Tribal Art Forms, a collaboration between two contemporary galleries Blueprint12 and Exhibit320, which promotes folk and tribal art forms is bringing North East art at the India Art Fair. The exhibition will showcase sculptures by Lanu Pongen from Nagaland and Siva Prasad Marar from Assam; photography on Konyak tribe by Anu Malhotra and textile arts of the region by Ajungla Imchen in her Embroidered Dialogue series.
“The eyes, the I’s – they pull me in. Mesmerizing, alluring with so many hidden stories, speaking of world’s unknown, tales untold. Is that a hornbill feather, I spy? Are those the horns of the mithun, the revered beast ? That gnarled piece of wood, what magic has the sculptor created, carving it as though it was butter, creating such compelling imagery? What be those – dancers or ancestors long passed on, the sinuous snake or the hanging vines in the forests so sacred? What be those eyes, man, woman or child, drawing me in as if I am caught in a spell?” – Minhazz Majumdar
Northeast of India, lie 8 magical states that are little known – Assam, Meghalaya, Manipur, Mizoram, Tripura, Arunachal Pradesh, Nagaland and Sikkim. These states boast of a magnificent artistic heritage – some of the most magnificent wooden sculptures and textiles in the world are created here. Art is part of daily life and ceremonial occasions even today. However, the remoteness of the region, the rugged terrain as well as years of political struggle and instability have meant that few people have ever gone there to see the art and very little of the art has come out of the region. It is a region of mystery and mystique, of fable and fantasia , with so many stories waiting to be told.
Tribal Art Forms with its deep commitment to showcasing the best of Indian folk and tribal art is taking a bold step in presenting a show totally dedicated to the amazing art forms of Northeast India at the India Art Fair, 2019.
This show is significant because it will be the first of its kind show where the focus is not on the ethnographic aspect of Northeast India but on the arts of the region, in particular, the strong sculptural element. The plethora of sculptural traditions comes as no surprise given that the Northeast of India is blessed with verdant forests and wood is the material most easily available to express the artists’ creativity. The two artists whose sculptures are being shown are Lanu Pongen from Nagaland and Siva Prasad Marar from Assam.

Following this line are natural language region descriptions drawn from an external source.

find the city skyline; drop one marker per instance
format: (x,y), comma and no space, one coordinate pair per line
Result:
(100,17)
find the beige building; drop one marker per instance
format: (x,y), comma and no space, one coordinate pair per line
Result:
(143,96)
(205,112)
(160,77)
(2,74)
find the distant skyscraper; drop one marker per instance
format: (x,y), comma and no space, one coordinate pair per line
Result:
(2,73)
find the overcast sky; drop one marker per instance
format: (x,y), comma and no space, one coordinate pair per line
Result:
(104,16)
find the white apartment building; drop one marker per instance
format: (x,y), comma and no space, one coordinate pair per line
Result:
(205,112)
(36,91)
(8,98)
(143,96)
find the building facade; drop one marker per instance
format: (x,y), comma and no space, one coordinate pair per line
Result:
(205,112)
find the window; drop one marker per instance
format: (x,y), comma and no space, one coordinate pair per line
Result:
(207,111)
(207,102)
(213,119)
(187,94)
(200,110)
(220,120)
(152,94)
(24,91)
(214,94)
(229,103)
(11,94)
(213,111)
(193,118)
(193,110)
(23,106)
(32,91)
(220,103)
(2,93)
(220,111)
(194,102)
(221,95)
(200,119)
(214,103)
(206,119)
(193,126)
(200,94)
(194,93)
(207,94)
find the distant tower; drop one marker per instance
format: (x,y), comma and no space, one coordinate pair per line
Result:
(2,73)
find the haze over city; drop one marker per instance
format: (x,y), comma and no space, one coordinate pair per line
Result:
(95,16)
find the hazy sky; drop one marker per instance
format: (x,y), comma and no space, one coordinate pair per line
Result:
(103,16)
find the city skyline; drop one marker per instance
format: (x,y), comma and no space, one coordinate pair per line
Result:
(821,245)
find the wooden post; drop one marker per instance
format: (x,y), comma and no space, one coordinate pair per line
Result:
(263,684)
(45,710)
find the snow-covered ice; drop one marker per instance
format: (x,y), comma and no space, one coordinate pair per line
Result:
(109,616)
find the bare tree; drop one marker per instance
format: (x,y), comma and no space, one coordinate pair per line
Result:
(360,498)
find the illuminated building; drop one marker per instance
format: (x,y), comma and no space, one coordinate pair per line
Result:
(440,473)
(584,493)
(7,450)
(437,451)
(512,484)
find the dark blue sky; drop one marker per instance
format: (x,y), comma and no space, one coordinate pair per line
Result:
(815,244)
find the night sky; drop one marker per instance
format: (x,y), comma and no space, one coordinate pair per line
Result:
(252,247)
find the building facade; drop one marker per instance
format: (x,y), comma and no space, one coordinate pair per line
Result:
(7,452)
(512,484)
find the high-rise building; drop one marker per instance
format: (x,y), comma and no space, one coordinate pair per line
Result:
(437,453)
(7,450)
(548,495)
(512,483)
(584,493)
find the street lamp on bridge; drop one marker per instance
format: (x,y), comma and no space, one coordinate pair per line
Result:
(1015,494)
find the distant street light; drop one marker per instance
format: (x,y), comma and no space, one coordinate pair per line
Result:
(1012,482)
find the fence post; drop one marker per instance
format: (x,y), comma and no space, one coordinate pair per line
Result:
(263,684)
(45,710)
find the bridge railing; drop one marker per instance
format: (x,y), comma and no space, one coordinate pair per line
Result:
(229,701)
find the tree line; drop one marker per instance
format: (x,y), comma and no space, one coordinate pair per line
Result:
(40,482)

Also on display are the textile arts of the region, both traditional mores as well as contemporary interpretations by Ajungla Imchen in her Embroidered Dialogue series. These textiles are a beautiful blend of Naga imagery in Kantha embroidery from West Bengal. Adding to the visual element are some remarkable portraits of the Konyak tribes people by Anu Malhotra, the renowned film maker and artist. Tribal Art Forms and curator Minhazz Majumdar have made a conscious attempt to evoke an essence of the Northeast in this show and hope to share a vision of the Eastern Eye/I with visitors. To tell so many stories from the east, waiting to be told …………till now.